To which the Ministry replied, It’s policy. In their words:
“B.C.’s COVID-19 Immunization Plan is based on expert advice and guidance from the NACI, B.C.’s Immunization Committee and the public health leadership committee. See more on B.C.’s COVID-19 Immunization Plan here.
“As is the case with every decision made by public health officials during the pandemic, decisions around the use and deployment vaccine in B.C. will be based on the best available science and evidence. This includes the science and guidance provided by NACI, as well as information from regional, provincial and national bodies.

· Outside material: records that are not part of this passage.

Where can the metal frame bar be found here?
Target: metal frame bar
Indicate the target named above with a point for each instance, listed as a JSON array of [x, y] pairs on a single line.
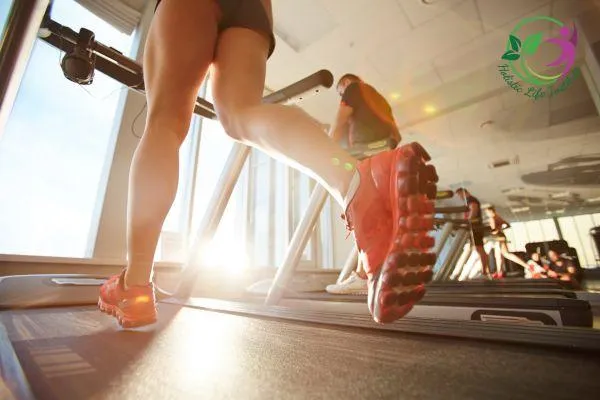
[[350, 264], [305, 229], [297, 245], [17, 44]]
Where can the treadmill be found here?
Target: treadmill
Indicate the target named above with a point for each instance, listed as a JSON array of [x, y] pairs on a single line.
[[21, 291], [52, 349]]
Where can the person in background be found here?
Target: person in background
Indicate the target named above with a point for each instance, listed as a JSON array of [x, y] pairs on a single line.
[[474, 217], [536, 267], [364, 116], [497, 226], [561, 268]]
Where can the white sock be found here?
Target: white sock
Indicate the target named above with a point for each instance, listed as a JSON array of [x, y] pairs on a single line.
[[352, 188]]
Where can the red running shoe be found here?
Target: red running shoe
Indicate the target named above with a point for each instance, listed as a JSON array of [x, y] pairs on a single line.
[[133, 307], [390, 215]]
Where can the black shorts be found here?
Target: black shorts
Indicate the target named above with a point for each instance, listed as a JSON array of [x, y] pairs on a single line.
[[249, 14], [477, 238]]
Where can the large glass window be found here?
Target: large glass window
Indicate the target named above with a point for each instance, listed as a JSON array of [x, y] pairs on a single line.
[[56, 149]]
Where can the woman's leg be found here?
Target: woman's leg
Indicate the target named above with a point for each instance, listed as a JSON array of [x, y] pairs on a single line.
[[178, 52], [510, 256], [289, 134], [285, 133]]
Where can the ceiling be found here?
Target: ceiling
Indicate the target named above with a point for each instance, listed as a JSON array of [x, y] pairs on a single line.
[[437, 65]]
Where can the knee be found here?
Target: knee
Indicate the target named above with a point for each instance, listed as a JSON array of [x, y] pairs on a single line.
[[234, 121], [168, 122]]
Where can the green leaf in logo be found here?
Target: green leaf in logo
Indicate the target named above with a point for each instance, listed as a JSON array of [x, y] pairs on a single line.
[[510, 55], [515, 43], [532, 42]]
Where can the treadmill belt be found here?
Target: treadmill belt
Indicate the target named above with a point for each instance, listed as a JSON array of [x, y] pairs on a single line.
[[78, 353]]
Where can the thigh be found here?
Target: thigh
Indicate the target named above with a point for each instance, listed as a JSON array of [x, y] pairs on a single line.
[[239, 69], [178, 52]]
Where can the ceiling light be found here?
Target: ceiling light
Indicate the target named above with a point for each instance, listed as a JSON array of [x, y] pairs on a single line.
[[561, 195], [430, 109]]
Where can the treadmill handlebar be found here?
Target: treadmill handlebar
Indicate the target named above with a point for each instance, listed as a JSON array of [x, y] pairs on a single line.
[[130, 73], [451, 210]]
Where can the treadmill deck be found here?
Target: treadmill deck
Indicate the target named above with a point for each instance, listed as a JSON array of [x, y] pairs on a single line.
[[74, 353]]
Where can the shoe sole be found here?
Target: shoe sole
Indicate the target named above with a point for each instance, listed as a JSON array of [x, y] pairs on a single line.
[[399, 284], [124, 320]]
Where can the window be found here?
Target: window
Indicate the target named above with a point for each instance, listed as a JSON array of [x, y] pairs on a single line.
[[281, 213], [4, 11], [56, 149], [576, 231], [517, 236], [261, 213]]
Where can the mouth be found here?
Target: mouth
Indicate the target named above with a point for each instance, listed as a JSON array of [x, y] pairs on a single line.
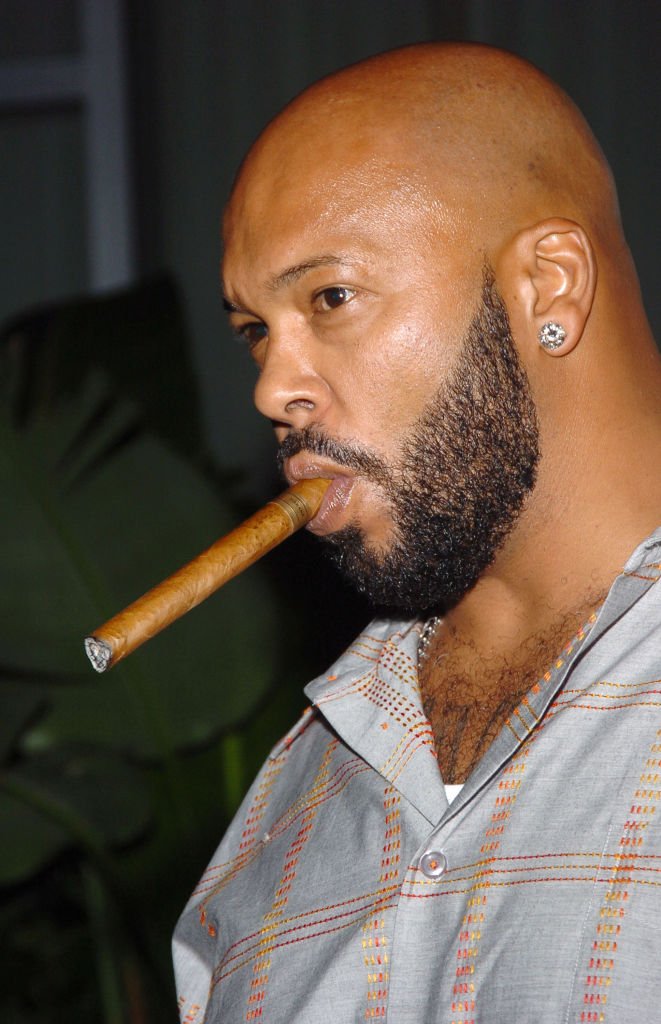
[[334, 511]]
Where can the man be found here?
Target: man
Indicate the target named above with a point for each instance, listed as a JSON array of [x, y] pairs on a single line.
[[425, 257]]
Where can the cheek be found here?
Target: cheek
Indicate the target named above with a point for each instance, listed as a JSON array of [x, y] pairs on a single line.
[[393, 377]]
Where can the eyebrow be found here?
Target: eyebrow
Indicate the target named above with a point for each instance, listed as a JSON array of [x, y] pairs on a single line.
[[291, 274]]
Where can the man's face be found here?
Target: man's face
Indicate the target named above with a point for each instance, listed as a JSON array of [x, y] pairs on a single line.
[[385, 367]]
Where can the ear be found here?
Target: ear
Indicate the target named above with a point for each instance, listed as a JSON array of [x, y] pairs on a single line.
[[552, 271]]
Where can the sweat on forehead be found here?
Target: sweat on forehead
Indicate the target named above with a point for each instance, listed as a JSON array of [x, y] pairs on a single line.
[[489, 134]]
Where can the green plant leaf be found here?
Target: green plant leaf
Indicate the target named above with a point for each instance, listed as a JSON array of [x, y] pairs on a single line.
[[79, 543]]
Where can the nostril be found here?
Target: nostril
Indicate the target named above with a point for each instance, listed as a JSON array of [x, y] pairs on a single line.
[[299, 403]]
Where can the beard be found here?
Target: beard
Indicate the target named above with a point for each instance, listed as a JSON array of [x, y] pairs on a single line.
[[460, 481]]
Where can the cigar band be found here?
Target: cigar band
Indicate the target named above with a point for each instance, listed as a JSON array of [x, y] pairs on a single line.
[[297, 509]]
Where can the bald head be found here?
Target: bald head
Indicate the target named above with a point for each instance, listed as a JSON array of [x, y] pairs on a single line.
[[489, 141]]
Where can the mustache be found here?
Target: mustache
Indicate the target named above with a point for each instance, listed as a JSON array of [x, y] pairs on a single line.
[[348, 454]]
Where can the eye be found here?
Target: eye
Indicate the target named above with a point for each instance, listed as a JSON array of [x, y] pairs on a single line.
[[252, 333], [331, 298]]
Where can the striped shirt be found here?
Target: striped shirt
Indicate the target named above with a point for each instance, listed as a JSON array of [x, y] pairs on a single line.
[[348, 889]]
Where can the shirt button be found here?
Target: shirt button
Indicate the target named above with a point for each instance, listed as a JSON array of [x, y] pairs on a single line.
[[433, 863]]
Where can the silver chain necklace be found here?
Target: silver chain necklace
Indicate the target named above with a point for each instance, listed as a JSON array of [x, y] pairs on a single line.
[[426, 637]]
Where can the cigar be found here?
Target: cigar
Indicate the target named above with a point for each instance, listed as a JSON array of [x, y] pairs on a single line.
[[195, 581]]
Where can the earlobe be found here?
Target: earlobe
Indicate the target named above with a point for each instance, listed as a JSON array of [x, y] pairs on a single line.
[[557, 271]]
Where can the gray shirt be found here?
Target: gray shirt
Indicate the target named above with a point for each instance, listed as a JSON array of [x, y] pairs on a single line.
[[347, 888]]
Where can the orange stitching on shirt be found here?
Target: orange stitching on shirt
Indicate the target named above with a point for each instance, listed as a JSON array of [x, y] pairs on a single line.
[[599, 970], [262, 964]]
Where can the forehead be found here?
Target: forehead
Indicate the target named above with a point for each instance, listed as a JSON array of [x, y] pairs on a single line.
[[357, 203]]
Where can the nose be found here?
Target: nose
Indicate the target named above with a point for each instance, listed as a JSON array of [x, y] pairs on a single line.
[[290, 391]]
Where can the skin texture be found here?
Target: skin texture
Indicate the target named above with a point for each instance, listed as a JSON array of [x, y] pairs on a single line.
[[355, 244]]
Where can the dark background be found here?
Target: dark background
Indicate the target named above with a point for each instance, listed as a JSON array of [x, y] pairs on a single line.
[[122, 125]]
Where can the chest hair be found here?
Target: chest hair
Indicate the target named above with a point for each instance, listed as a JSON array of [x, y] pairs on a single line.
[[468, 694]]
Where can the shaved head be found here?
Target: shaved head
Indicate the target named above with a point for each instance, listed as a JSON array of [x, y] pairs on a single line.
[[492, 142], [358, 237]]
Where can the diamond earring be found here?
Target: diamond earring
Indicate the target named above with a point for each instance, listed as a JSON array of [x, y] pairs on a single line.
[[552, 335]]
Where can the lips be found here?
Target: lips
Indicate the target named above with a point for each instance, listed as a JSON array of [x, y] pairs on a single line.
[[334, 509]]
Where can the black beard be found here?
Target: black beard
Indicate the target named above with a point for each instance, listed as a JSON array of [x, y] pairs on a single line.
[[460, 483]]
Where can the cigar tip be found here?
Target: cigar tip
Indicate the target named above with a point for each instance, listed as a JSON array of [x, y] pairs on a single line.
[[98, 652]]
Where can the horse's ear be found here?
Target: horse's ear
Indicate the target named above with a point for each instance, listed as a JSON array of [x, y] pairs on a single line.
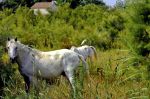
[[16, 39], [8, 39]]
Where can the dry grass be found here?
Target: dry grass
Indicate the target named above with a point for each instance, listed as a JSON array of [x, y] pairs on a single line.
[[109, 79]]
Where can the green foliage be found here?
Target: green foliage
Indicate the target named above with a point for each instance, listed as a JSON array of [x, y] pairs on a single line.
[[110, 29]]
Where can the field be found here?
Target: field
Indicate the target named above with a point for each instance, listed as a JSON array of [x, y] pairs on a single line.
[[121, 36]]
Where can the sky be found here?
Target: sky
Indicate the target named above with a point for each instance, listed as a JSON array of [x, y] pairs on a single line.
[[110, 2]]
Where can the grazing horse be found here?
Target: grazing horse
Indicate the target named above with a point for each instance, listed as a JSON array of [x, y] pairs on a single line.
[[34, 63], [86, 51]]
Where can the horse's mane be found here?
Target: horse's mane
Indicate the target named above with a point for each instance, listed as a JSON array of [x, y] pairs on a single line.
[[27, 48]]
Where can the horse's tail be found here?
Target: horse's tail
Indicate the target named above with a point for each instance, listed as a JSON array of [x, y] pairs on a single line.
[[86, 67], [95, 53]]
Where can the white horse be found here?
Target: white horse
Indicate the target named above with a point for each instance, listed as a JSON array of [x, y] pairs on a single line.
[[34, 63], [86, 51]]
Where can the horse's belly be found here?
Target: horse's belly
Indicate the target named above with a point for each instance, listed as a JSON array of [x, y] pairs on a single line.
[[49, 70]]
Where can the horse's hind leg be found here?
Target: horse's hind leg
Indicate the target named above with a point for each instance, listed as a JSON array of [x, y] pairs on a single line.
[[70, 77], [27, 83]]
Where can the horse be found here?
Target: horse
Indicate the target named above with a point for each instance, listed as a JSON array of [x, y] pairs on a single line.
[[86, 51], [35, 64]]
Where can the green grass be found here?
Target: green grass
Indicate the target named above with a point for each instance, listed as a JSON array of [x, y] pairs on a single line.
[[114, 80]]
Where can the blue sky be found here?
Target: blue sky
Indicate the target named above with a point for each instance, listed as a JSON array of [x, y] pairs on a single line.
[[110, 2]]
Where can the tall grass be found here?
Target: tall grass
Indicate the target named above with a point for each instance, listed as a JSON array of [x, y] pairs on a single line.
[[114, 80]]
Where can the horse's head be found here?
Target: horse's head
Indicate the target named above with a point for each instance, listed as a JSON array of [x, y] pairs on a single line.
[[11, 46]]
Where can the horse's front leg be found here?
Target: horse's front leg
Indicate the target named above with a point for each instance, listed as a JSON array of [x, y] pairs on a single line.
[[27, 83], [34, 81]]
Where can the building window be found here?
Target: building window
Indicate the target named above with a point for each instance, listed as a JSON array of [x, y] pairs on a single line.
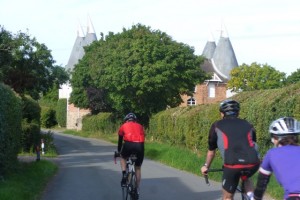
[[211, 90], [191, 101]]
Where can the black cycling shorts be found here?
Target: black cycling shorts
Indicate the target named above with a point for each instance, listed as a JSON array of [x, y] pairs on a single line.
[[133, 147], [231, 177]]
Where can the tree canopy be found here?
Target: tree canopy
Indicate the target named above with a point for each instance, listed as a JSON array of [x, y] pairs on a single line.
[[138, 70], [27, 65], [293, 78], [255, 77]]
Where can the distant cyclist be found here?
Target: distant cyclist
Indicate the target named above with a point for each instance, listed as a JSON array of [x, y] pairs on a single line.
[[283, 161], [133, 135], [235, 138]]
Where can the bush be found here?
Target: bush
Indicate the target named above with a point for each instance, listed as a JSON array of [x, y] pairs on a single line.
[[61, 112], [10, 128], [30, 124], [189, 126], [48, 119], [104, 123]]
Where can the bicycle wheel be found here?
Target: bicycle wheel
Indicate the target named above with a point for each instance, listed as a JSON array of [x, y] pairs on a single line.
[[244, 196], [132, 187], [128, 187], [124, 193]]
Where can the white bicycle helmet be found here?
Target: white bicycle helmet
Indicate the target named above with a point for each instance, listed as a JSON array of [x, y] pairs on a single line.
[[284, 126]]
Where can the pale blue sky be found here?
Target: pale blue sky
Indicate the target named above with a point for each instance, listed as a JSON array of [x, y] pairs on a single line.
[[262, 31]]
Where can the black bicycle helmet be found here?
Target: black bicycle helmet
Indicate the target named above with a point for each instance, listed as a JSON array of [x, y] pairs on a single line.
[[229, 107], [130, 117], [284, 126]]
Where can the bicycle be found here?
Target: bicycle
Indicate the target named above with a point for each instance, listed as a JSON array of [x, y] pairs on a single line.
[[241, 186], [129, 192]]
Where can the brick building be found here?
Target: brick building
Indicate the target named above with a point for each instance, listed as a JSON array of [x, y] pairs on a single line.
[[220, 60], [74, 114]]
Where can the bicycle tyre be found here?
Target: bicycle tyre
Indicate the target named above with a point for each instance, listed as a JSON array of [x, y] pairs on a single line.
[[132, 187], [245, 196]]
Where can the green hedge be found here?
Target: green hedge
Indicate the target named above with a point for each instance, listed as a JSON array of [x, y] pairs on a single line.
[[189, 126], [104, 123], [30, 124], [61, 112], [10, 128], [48, 118]]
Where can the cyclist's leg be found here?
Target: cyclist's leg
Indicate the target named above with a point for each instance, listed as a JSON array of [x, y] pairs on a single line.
[[139, 162], [124, 155], [249, 187], [138, 174], [230, 181]]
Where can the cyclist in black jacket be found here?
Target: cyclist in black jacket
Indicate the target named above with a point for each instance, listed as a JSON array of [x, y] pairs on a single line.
[[236, 140]]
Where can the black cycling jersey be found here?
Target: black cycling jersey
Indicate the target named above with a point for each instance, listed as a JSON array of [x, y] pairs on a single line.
[[235, 138]]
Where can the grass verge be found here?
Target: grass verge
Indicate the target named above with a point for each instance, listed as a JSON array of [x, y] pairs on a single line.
[[27, 181], [181, 158]]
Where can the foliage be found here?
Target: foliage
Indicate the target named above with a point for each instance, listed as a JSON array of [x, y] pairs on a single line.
[[30, 124], [140, 70], [48, 119], [10, 128], [28, 181], [61, 112], [27, 65], [293, 78], [30, 136], [104, 123], [189, 126], [255, 77]]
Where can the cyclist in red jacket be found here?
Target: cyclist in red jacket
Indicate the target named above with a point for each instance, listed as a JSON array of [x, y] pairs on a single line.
[[131, 140]]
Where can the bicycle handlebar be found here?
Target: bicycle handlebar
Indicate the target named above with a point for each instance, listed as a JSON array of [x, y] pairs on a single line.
[[116, 155], [210, 170]]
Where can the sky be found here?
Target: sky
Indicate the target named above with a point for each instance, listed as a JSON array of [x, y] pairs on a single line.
[[261, 31]]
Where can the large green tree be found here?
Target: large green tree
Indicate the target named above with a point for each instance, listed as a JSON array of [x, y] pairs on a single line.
[[255, 77], [139, 70], [27, 65], [293, 78]]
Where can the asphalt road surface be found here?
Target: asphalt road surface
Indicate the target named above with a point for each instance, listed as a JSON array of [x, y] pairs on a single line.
[[87, 172]]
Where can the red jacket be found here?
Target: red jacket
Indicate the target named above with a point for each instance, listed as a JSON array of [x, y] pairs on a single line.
[[132, 132]]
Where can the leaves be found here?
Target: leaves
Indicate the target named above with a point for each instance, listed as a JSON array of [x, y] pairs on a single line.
[[141, 70], [27, 66], [255, 77]]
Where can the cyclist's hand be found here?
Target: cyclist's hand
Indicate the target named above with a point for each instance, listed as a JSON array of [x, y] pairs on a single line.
[[204, 170], [117, 154]]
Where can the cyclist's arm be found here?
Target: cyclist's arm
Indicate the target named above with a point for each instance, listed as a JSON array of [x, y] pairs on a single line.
[[261, 185], [120, 142]]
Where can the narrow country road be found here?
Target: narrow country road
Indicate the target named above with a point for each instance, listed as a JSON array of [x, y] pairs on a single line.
[[88, 172]]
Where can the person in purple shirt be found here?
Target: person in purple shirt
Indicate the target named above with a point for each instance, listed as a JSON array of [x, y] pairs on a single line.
[[283, 161]]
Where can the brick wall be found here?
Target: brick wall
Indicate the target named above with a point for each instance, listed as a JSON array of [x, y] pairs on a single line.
[[202, 91], [74, 117]]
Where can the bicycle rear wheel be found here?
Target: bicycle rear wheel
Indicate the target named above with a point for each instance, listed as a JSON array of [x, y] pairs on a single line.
[[132, 189]]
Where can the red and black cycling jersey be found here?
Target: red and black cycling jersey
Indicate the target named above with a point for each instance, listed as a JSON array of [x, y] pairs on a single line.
[[132, 132], [235, 138]]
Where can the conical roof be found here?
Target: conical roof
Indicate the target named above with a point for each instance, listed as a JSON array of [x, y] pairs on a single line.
[[81, 41], [209, 48], [224, 59], [91, 35]]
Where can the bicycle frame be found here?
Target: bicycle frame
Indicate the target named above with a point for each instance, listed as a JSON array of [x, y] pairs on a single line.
[[240, 188], [131, 181], [130, 191]]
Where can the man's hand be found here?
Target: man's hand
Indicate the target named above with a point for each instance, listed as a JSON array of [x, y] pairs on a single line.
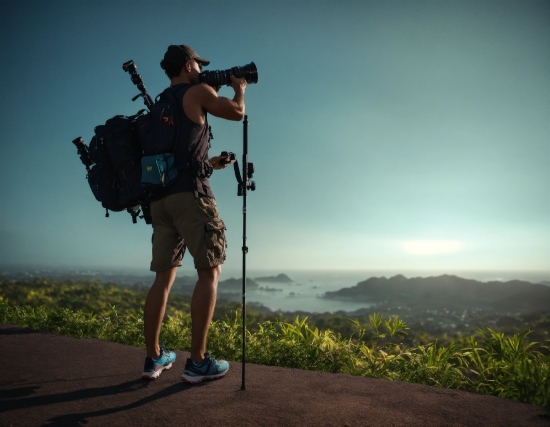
[[219, 162], [238, 84]]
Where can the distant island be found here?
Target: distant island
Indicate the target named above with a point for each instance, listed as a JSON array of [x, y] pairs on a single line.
[[281, 278], [451, 292], [232, 285]]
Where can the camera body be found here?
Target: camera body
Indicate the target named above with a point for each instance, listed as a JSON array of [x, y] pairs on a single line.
[[223, 77]]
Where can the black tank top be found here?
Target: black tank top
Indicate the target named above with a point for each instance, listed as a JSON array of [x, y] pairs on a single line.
[[192, 147]]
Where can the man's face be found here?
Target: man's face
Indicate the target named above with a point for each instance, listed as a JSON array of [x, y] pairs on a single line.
[[196, 69]]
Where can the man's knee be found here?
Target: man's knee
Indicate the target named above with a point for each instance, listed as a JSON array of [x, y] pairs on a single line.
[[165, 279], [211, 274]]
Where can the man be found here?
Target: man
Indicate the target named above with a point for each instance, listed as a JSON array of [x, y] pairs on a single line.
[[187, 217]]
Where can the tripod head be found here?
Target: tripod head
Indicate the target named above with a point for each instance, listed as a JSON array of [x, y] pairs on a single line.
[[250, 185], [130, 67]]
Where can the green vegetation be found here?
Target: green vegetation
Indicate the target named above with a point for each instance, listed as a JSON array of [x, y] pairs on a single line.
[[488, 362]]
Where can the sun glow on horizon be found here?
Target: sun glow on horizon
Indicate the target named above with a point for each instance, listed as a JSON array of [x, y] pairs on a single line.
[[432, 247]]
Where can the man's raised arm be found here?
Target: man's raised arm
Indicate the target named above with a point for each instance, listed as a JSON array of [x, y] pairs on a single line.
[[225, 108]]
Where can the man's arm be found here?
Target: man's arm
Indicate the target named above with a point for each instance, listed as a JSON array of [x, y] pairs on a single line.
[[205, 98]]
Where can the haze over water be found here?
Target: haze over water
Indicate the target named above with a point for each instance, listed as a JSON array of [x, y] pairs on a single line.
[[304, 293]]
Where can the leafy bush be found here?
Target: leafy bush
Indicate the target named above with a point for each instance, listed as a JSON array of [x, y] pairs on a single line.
[[488, 363]]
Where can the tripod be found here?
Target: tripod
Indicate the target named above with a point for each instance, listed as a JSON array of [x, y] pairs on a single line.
[[244, 184]]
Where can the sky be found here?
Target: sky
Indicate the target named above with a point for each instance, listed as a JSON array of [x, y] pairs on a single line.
[[384, 134]]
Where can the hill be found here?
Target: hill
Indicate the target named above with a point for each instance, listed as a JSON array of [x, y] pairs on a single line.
[[451, 292]]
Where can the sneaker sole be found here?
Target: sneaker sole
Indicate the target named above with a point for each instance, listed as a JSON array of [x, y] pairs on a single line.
[[156, 374], [198, 379]]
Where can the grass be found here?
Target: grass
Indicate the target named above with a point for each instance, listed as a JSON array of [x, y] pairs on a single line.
[[487, 363]]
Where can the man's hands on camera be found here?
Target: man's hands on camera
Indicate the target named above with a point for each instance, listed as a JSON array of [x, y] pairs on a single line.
[[238, 84], [220, 162]]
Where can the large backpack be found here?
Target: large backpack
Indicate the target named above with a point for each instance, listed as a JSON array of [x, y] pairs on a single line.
[[133, 157]]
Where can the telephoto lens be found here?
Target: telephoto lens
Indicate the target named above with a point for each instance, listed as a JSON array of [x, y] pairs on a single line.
[[222, 77]]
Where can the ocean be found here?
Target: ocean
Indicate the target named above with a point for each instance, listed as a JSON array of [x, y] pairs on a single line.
[[305, 291]]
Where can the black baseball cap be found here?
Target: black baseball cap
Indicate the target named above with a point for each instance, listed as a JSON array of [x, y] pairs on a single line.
[[180, 54]]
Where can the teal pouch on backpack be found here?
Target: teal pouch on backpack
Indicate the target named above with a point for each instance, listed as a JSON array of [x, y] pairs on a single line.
[[158, 170]]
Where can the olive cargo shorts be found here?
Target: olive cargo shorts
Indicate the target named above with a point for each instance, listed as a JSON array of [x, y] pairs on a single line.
[[180, 220]]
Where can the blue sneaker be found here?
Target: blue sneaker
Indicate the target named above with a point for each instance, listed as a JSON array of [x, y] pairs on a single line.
[[209, 369], [154, 367]]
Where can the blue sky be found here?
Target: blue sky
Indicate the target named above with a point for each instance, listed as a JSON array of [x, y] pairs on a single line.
[[385, 134]]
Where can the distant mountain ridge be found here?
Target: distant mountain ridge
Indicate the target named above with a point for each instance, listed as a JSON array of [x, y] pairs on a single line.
[[280, 278], [448, 291]]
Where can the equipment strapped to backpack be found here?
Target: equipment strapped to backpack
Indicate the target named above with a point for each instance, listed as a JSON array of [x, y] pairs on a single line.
[[131, 158]]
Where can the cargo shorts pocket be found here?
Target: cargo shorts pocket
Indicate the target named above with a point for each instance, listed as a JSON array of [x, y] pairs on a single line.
[[215, 240]]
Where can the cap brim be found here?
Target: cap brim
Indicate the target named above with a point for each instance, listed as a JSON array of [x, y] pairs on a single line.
[[202, 61]]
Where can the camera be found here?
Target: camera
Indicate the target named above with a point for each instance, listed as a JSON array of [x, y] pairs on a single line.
[[223, 77]]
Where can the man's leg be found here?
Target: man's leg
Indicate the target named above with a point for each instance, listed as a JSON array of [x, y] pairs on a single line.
[[155, 306], [202, 309]]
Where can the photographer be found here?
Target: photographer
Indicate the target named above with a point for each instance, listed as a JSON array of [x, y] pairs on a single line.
[[186, 216]]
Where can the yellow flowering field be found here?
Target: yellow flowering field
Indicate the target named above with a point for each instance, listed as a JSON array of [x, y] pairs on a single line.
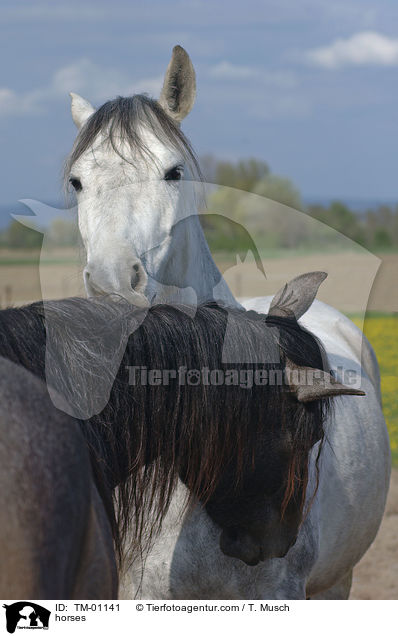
[[382, 332]]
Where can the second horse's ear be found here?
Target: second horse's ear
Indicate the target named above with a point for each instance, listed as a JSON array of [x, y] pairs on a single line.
[[293, 300], [310, 384], [179, 86], [81, 109]]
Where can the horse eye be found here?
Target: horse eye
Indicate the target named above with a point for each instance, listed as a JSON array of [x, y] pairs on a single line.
[[174, 174], [76, 184]]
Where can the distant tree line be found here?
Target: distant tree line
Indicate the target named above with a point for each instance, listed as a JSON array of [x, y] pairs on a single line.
[[375, 229], [239, 182], [60, 233]]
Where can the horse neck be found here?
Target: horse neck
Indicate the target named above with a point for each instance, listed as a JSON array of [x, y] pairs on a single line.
[[190, 262]]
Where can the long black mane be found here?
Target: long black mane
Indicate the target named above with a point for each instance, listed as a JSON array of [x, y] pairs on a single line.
[[148, 435]]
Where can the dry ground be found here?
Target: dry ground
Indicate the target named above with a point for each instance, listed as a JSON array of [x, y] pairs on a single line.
[[376, 575], [348, 286]]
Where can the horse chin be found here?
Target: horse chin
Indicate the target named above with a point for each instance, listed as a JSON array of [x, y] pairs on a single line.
[[241, 545]]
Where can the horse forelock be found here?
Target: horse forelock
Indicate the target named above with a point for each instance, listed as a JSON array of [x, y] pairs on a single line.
[[120, 120]]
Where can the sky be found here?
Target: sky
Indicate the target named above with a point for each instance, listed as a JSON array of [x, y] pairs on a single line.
[[309, 86]]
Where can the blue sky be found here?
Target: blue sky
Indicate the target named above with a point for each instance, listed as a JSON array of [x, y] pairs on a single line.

Since evidence is constantly evolving, it is expected that our approach will evolve over time.”
According to a NACI presentation (see slide 12), a “strong” recommendation is “that a complete vaccine series (i.e., 2-doses) of COVID-19 vaccine should be offered to individuals in the authorized age group without contraindications to the vaccine” [emphasis added by SPN]. The presentation went on to say that “the pivotal clinical trial was conducted in people 16 years of age and up, and this is the authorized age indication for the vaccine in Canada.” We also found that NACI recommended the use of Pfizer for those aged 16+ here.
The Pfizer-BioNTech COVID-19 vaccine, one of four approved vaccines in Canada, was authorized for use in Canada on December 9, 2020, for those 16 and older. The full list of vaccines available at this time are as follows:
- Pfizer, approved for ages 16+
- Modern, approved for ages 18+
- Astrazeneca, approved for ages 18+ (currently being administered to 55+ on the mainland)
- Janssen (from Johnson), approved for ages 18+, coming soon to B.C.
While Canadian statistics for this age group were not readily available, YouthTrends.org found that in the US “in 2018, 50 percent of all youth, ages 16–24, were employed, either full- or part-time.” While the numbers may not be mirrored here in Canada, we are assuming they are similar.